Given that Java models a function as an object with one method, there is a very natural extension to this, which allows it to easily model closures: the variables from the outer scope are stored as attributes on the object. Therefore, the anonymous function we have passed to our UDF is equivalent, after compilation, to this:

public class StringRotatorFunction {

    private StringRotatorJob job;

    public StringRotatorFunction(StringRotatorJob job) {
        this.job = job;
    }

    public String rotateString(String str) {
        return str.substring(job.nRotations) +
               str.substring(0, job.nRotations);
    }

}

Why did we veer off on this tangent? Because this 👆 is essentially the object being serialized by Spark.

Object Serialization

Now that we know what Spark is trying to serialize and why, we can deduce where the error is occurring.

Spark’s serialization strategy is outlined in its documentation:

By default, Spark serializes objects using Java’s ObjectOutputStream framework, and can work with any class you create that implements java.io.Serializable.

This means that Spark serializes an object by calling ObjectOutputStream.writeObject() on it. In order for this to work, the class must implement the Serializable interface:

Serializability of a class is enabled by the class implementing the java.io.Serializable interface. Classes that do not implement this interface will not have any of their state serialized or deserialized…The serialization interface has no methods or fields and serves only to identify the semantics of being serializable.

An object can hold references to other objects, inducing an “object graph.” The documentation for ObjectOutputStream explains how this graph is serialized, with writeObject() being called recursively on each member held by the original object:

Objects referenced by this object are written transitively so that a complete equivalent graph of objects can be reconstructed by an ObjectInputStream.

The documentation for Serializable warns us of the outcome if any object in this graph does not implement Serializable:

When traversing a graph, an object may be encountered that does not support the Serializable interface. In this case the NotSerializableException will be thrown and will identify the class of the non-serializable object.

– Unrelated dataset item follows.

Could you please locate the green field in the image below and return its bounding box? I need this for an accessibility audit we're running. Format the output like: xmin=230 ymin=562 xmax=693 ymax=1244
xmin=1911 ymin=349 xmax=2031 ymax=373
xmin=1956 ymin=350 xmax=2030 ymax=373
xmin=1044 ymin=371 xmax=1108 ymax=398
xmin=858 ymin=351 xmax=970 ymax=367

And this, here, is the root of our problem. Our UDF holds a function that must be serialized. This function is actually an object, which contains a reference to a StringRotatorJob, which in turn references a Logger, which does not implement Serializable.

Solution

We have reframed the problem: Our function is a graph of objects, where some of those objects are not serializable. For each non-serializable node on this graph, we have two options:

Make the node implement Serializable.
Detach the node from the graph.

Of the 3 tactics described earlier, each is a specific way of achieving one of these options:

Use a static methods (detach)
Declare a constant (detach)
Implement Serializable

While 1 and 2 solve the problem for a node and all of its children, number 3 has a catch: this node is now serializable, but its children still might not be (for example, making StringRotatorJob serializable did not help us when its child Logger was not).

There are more mechanisms available. However, rather than applying a combination of pre-established tactics until our code runs, we should aim to identify the object graph, and determine which nodes should and shouldn’t be serialized.

For example, in our situation, StringRotatorJob has no business being sent to workers, or being serialized for any other purpose. Rather than forcing it to implement Serializable, we should detach our UDF from any references to it.

But in some other situation, we might have an object which acts as a data or parameter holder, which is inextricably tied to our function. This class should implement Serializable. Furthermore, this communicates to other developers that this class is intended to be serialized, and should remain free of any attributes which compromise this purpose.